That’s how much you’re losing per sales rep over the course of a year because your team is wasting time chasing the wrong deals, according to the Altify Buyer/Seller Value Index, co-sponsored by InsideSales.com.

What the new research reveals

The Buyer/Seller Value Index is designed to inform those on both sides of the negotiating table and expose the dangerous myths and misleading statistics that are hurting the sales industry.

Altify crunched the numbers and discovered that salespeople with a quota of $1 million and an average deal size of $100,000 suffered a loss of $218,000 over the course of a year by pursuing the wrong leads and opportunities.

That’s a lot of money to leave on the table, especially when you multiply that number by all the people on your sales team.

Sellers need to do a much better job qualifying engagement early, so they can avoid wasting energy and resources on unfruitful deals.

Early failure is better than late failure

A lost opportunity is disappointing regardless of when it happens. Sales and marketing teams work hard to hunt down leads and wish all their prospects could see the light and become customers.

That said, if you are going to lose a prospect, it’s better to do it early because the longer you spend chasing somebody who will never buy, the more expenses you’ll rack up.

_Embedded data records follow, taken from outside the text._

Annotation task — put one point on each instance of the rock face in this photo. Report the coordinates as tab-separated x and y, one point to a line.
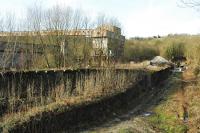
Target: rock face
158	60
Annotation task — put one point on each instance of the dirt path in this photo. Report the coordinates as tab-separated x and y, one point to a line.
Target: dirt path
134	121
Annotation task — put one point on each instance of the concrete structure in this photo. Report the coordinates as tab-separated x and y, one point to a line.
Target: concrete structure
106	39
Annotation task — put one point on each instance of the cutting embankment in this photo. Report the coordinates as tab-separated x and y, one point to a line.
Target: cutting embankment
84	104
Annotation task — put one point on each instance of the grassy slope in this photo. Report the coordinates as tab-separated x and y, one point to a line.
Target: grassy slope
169	114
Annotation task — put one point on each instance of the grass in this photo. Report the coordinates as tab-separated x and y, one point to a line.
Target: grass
169	114
89	88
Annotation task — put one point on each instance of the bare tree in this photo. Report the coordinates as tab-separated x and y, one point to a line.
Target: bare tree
191	3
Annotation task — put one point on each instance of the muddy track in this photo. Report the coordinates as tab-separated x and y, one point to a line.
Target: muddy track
134	118
123	106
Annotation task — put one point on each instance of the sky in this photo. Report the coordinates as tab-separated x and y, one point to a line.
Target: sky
139	18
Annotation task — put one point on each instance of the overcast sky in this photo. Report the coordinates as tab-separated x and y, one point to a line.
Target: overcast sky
138	17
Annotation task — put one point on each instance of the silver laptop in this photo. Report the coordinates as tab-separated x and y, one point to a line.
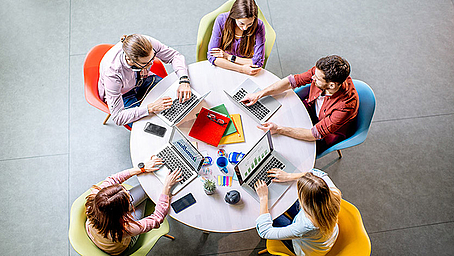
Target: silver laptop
255	164
179	153
178	111
260	111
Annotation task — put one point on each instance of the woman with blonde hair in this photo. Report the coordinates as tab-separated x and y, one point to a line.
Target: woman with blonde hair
314	228
238	39
125	77
115	216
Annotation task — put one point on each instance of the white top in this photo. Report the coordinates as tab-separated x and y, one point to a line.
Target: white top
211	213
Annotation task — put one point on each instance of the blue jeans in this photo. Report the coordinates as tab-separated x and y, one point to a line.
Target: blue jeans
135	96
283	221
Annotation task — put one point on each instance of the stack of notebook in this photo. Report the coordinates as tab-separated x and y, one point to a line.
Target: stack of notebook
215	126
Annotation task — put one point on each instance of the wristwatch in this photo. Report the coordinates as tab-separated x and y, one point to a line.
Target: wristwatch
141	166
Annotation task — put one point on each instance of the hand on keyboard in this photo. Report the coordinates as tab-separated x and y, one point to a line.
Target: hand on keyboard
171	179
250	99
272	127
279	175
160	104
262	190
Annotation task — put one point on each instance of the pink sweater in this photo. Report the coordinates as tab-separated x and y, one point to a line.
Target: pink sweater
117	78
142	226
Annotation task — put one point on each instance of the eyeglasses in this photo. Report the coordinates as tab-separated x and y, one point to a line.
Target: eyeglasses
216	120
141	67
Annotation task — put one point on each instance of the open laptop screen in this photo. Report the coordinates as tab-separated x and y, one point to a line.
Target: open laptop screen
254	156
186	149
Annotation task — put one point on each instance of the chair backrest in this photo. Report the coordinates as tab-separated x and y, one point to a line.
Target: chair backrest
206	28
91	76
83	244
353	238
366	107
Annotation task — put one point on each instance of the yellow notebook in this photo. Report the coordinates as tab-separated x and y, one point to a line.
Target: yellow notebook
237	136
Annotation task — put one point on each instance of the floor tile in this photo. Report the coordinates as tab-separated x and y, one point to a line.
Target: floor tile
34	79
425	240
400	177
34	206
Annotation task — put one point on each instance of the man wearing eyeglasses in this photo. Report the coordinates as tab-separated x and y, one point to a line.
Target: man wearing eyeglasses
125	77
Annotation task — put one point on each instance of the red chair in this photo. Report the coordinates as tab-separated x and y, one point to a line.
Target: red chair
91	77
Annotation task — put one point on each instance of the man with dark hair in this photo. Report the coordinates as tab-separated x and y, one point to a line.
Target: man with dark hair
332	102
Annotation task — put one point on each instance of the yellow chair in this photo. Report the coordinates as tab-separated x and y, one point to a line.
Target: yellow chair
206	27
84	246
352	239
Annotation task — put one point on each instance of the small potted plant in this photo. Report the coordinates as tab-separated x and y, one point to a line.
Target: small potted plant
209	186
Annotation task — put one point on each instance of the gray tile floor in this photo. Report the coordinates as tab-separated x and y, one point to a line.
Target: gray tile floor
54	146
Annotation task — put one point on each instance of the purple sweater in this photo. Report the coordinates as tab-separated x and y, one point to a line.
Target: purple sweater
259	47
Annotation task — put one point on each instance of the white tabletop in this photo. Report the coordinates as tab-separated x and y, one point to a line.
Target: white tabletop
210	212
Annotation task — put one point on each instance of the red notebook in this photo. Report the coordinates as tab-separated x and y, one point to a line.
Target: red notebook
209	126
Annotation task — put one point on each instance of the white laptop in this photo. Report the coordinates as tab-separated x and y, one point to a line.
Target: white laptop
255	164
179	153
178	111
260	111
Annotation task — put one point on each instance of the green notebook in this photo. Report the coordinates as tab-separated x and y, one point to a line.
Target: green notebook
230	126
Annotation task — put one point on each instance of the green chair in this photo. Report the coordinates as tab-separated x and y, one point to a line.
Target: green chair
84	246
206	27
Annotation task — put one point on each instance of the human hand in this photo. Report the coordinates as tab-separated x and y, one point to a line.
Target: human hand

Not to mention the opportunity cost of lost time you could have spent on more profitable deals that you could have closed.

Imagine the money that could be saved and earned if reps were able to divert their attention away from deals that have no chance of ever closing, and spend it pursuing real buyers.

Evaluate leads across entire sales funnel

Sales teams should evaluate their leads right from the beginning to determine which ones are worth pursuing. Unfortunately, salespeople often don’t know whether deals are worth committing to until they’ve gone too far down the rabbit hole.

Traditionally, most sales models include a human element for some aspect of their lead scoring. These models suffer from shortfalls associated with human efforts, such as biases and finite energies and timetables. So results are inevitably flawed, skewed or, at best, not comprehensive.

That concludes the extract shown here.